Organizations implementing DNS-based content filtering must account for both IPv4 and IPv6 protocols. Failing to configure IPv6 DNS settings can create security gaps that allow users to bypass your filtering entirely.

What is IPv6?

IPv6 is the successor protocol to IPv4, developed because the pool of available IPv4 addresses was becoming exhausted. Introduced in 1998, IPv6 adoption remained sluggish for decades but is now accelerating as modern devices ship with IPv6 enabled by default.

The two protocols use different address formats:

• IPv4 example: 185.228.168.168
• IPv6 example: 2a0d:2a00:0001:0000:0000:0000:0000:0000

How IPv6 Creates Filtering Gaps

Many network administrators configure only IPv4 DNS values while omitting IPv6 settings. When devices, routers, and ISPs support IPv6, this oversight allows DNS queries to travel through unfiltered IPv6 channels. Even if you have configured your IPv4 primary DNS to point to a filtering service like CleanBrowsing (e.g., 185.228.168.168), those filters become ineffective for any traffic routed over IPv6.

Three Conditions Required for Bypass

For IPv6 to bypass your content filtering, three conditions must be met simultaneously:

• Devices must support IPv6. This is now standard on mobile devices, gaming consoles, and desktop systems.
• Routers must support IPv6 routing.

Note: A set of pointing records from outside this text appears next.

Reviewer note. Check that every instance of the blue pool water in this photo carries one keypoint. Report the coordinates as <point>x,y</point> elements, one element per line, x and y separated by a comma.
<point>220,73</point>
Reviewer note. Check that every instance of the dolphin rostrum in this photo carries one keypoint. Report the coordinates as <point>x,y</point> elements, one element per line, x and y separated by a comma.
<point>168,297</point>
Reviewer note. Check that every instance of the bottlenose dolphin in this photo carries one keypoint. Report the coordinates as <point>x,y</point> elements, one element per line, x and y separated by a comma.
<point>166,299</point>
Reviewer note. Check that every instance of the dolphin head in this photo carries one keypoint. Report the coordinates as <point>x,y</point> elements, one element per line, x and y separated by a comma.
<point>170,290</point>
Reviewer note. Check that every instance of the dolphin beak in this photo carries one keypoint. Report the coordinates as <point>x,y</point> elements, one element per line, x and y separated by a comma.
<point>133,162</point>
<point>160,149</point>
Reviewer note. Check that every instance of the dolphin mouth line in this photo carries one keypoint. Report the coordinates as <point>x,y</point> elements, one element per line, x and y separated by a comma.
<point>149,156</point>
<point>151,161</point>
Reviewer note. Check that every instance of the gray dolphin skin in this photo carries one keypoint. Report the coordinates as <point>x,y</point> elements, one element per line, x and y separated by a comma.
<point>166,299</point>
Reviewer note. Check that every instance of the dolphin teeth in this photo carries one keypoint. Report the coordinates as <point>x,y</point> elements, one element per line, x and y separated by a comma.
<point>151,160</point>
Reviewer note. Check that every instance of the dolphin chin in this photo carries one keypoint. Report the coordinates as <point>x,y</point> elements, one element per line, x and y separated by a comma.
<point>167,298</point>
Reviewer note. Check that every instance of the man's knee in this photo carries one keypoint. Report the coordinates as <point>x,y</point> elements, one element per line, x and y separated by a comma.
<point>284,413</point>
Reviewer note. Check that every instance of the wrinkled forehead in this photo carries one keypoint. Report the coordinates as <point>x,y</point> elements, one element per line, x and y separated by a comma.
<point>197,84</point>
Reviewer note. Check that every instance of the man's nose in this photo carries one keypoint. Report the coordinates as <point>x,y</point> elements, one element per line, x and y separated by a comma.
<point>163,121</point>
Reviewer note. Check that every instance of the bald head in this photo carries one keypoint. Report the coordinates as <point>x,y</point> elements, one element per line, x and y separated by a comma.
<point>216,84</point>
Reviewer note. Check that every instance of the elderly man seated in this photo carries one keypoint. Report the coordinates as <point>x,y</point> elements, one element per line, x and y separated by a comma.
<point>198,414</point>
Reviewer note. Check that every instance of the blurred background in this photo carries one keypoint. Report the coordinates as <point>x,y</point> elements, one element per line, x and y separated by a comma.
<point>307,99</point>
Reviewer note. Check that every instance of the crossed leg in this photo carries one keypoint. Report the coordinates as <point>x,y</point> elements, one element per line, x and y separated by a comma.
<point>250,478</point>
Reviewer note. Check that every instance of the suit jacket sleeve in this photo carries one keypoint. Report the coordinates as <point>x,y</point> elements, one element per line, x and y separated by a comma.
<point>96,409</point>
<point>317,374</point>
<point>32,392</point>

Many manufacturers still lag in their IPv6 implementation.
• ISPs must provide IPv6 routing support. This is identified as the most significant obstacle, but adoption is growing.

Solution 1: Disable IPv6

The simplest approach is to disable IPv6 on your network entirely. This can be done at the device level (Windows, macOS, Linux) or at the router level, depending on your setup. While effective, this is not a future-proof solution as IPv6 adoption continues to grow.

Solution 2: Configure IPv6 DNS

The recommended approach is to deploy IPv6 DNS addresses alongside your IPv4 values. CleanBrowsing provides IPv6 addresses for both free and paid accounts specifically for this purpose. By configuring both IPv4 and IPv6 DNS settings to point to your filtering service, you close the gap and ensure comprehensive coverage.

Testing Your Configuration

If you are experiencing unexplained filtering failures, use a free IPv6 test scanner at test-ipv6.com to diagnose whether IPv6 traffic is bypassing your filters. This simple test can quickly reveal whether your network is routing traffic through unfiltered IPv6 channels.